PSG showed reduced rapid–eye movement (REM) sleep and frequent arousals. Likewise, previous studies have reported altered sleep architecture in PWS patients, such as reduced REM and fragmented sleep (2, 3). O’Donoghue et al. (6) linked these changes to neurobehavioral problems, and a review confirmed disrupted continuity and reduced REM as a characteristic of PWS (8). Such abnormalities may contribute to persistent EDS and cognitive impairment beyond OSAS.

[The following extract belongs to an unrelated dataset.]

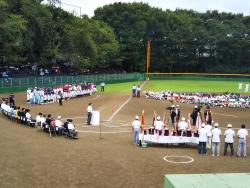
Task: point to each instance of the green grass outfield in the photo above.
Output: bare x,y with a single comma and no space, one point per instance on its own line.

The relevance of OSAS screening is heightened by GH therapy. Although GH improves stature, body composition, and quality of life, it has been linked to worsening OSAS in children with obesity or adenotonsillar hypertrophy (2, 3). Accordingly, PSG prior to and during GH therapy is recommended (7). Our cohort supports this practice, as most patients underwent PSG before GH initiation.
Conclusion
Recently, a study conducted in Türkiye reported PSG–based findings in PWS (10). Our case series contributes to the current evidence, but is limited by sample size and follow–up. Nevertheless, our findings underscore the need for routine PSG and multidisciplinary care for PWS patients, especially with GH therapy.